CONCLUSIONS: This approach was safe and produced acceptable UC-recovery rates. Preoperative seminal vesicle invasion is associated with treatment failure, and pathological LN metastases are associated with BCR. Therefore, our results may help informed decisions about neoadjuvant or adjuvant therapies in VHRPCa cases. PRECIS: Extended robot-assisted laparoscopic prostatectomy and extended pelvic lymph node dissection without adjuvant therapy is safe and effective for some patients with very-high-risk prostate cancer. The clinical stage and node positivity status predicted monotherapy failure, which may indicate good adjuvant therapy candidate.

INTRODUCTION

The National Comprehensive Cancer Network (NCCN) guidelines classify prostate cancer (PCa) as “very high‐risk” if it includes at least one of the following: clinical stage cT3b‐T4, primary Gleason pattern 5, >4 cores with grade group 4 or 5, or more than one of the NCCN high‐risk characteristics. Patients with very‐high‐risk prostate cancer (VHRPCa) have significantly worse pathological outcomes than their high‐risk counterparts, such as earlier biochemical recurrences (BCRs) after radical prostatectomy (RP) and a higher mortality rate. The European Association of Urology and NCCN guidelines recommend RP with extended pelvic lymph node (LN) dissection (ePLND) as part of a multimodal approach in selected patients.

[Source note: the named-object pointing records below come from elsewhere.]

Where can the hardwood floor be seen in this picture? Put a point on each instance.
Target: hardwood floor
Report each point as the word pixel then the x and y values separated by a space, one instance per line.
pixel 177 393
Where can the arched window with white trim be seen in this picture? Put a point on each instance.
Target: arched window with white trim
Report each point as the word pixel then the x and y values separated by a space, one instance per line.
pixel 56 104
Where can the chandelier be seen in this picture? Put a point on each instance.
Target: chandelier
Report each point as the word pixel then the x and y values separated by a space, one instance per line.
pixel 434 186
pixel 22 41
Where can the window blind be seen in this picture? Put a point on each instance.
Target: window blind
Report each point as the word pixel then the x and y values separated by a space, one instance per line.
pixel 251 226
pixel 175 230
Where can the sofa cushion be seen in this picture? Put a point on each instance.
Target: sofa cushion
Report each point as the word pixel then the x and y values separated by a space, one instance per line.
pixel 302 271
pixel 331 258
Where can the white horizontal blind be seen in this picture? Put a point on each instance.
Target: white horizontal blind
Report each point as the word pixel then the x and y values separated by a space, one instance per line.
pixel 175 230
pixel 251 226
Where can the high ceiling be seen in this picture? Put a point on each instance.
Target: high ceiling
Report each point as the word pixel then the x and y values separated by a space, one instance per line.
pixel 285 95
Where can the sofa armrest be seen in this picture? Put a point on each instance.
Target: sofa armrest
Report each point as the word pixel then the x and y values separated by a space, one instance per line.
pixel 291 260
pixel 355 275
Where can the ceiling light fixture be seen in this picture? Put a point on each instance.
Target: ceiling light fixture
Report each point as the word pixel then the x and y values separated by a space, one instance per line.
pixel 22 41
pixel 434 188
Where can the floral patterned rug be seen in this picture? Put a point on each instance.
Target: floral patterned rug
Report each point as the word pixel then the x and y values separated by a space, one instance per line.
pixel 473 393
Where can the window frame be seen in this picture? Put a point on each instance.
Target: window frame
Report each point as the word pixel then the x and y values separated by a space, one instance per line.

Robot‐assisted laparoscopic prostatectomy (RALP) is the most common surgical procedure in men with localized PCa. Srougi et al., performed a systematic review and meta‐analysis and found that patients with high‐risk PCa treated with RALP have a lower risk of positive surgical margins (PSMs) and earlier BCR compared with those treated with open RP. However, there is still limited evidence to support the oncological efficacy of RALP in patients with VHRPCa.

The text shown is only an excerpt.